The offering was completed on a bought deal basis through a syndicate of underwriters led by BMO Capital Markets and RBC Capital Markets. The Series J First Preference Shares began trading on the Toronto Stock Exchange on November 13, 2012, under the symbol “FTS.PR.J”.

Fortis is the largest investor-owned distribution utility in Canada, with total assets of more than $14 billion and fiscal 2011 revenue totalling approximately $3.7 billion. The Corporation serves more than 2,000,000 gas and electricity customers. Its regulated holdings include electric distribution utilities in five Canadian provinces and two Caribbean countries and a natural gas utility in British Columbia. Fortis owns and operates non-regulated generation assets across Canada and in Belize and Upstate New York. It also owns hotels across Canada and commercial office and retail space primarily in Atlantic Canada. The Corporation's common shares are listed on the Toronto Stock Exchange and trade under the symbol FTS.

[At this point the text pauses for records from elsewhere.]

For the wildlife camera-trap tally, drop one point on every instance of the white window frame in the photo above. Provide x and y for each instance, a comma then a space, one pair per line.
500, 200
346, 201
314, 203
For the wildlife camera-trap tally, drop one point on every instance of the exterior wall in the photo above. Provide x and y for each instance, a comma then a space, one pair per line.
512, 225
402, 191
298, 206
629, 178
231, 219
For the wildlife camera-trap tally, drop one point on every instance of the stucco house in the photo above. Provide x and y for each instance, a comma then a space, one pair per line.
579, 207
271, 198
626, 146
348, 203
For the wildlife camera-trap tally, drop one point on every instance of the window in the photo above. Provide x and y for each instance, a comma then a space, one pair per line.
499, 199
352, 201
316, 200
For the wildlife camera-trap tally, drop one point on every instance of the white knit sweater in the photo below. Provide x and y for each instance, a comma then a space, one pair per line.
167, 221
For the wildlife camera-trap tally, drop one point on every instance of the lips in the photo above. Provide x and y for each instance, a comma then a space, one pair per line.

Fortis was represented in-house by Ron McCabe, Vice President, General Counsel and Corporate Secretary. Davies Ward Phillips & Vineberg LLP acted as counsel for Fortis, with a team comprising Jim Reid and Michael Jemczyk (corporate and securities) and Raj Juneja (tax) in Toronto and Scott Tayne (corporate and securities) and Scott Semer (tax) in New York. John Green, QC, of McInnes Cooper acted as Newfoundland and Labrador counsel to Fortis.

Stikeman Elliott LLP acted as counsel to the underwriters, with a team comprising Joel Binder, Paul Rakowski and Cara Cornacchia (corporate and securities) and John Lorito and Katy Pitch (tax).